Incliner sans nécessiter


Selon Leibniz, la volonté n’est pas contrainte nécessairement, comme peuvent l’être les objets soumis aux forces naturelles, bien qu’en pratique, elle ne choisisse jamais à l’encontre des motifs les plus forts. Elle se détermine donc selon des motifs, mais cette détermination n’est pas de l’ordre du nécessaire. La volonté n’est pas contrainte dans son choix, elle est seulement inclinée. La décision de la volonté reste donc contingente, c’est-à-dire non nécessaire. En théorie, le choix que fait la volonté pourrait être autre, bien qu’en pratique il ne le soit jamais. 


L’automate spirituel


L’homme libre vu par Leibniz ressemble à un automate. La volonté se décide toujours du côté des raisons qui sont les plus déterminantes, et s’inscrit donc dans une chaine causale dont elle ne constitue pas le commencement. Mais la liberté doit pourtant consister en cela : être le commencement absolu d’une chaine de causes et d’effets. Être libre, c’est échapper au déterminisme, prendre une décision ne résultant d’aucune cause déterminante. Or, selon Leibniz, la décision de la volonté est déterminée de façon « certaine et infaillible » (Nouveaux Essais, II, 21, § 8). On peut ainsi dire de l’homme qu’il est un automate spirituel déterminé par ses représentations. L’homme paraît libre cependant parce qu’il agit selon les seules nécessités de sa nature, à l’image d’une montre dont le mouvement peut être dit libre, dans la mesure où elle meut elle-même son aiguille, sans avoir besoin d’une impulsion extérieure. La liberté consisterait dès lors à déployer sa propre nature. La liberté s’apparente, dans cette perspective, à l’accomplissement de son destin. Un destin qui, selon Leibniz, participe à celui de l’Univers, et qui est inscrit depuis toute éternité dans le plan tissé par la Providence divine. 

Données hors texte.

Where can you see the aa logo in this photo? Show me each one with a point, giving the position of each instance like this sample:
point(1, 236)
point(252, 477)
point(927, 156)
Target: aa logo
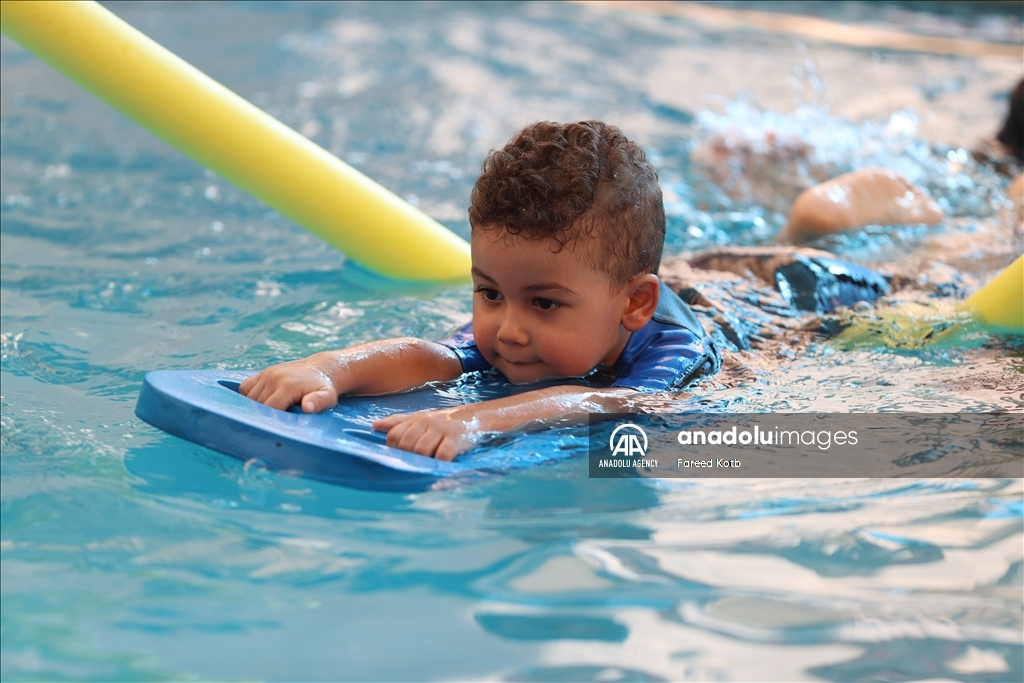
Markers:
point(626, 440)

Texte à citer pour ton devoir de philo

 

« Le choix, quelque déterminée que la volonté y soit, ne doit pas être appelé nécessaire absolument et à la rigueur ; la prévalence des biens aperçus incline sans nécessiter, quoique, tout considéré, cette inclination soit déterminante et ne manque jamais de faire son effet. » 

Leibniz, Discours de métaphysique, § 13.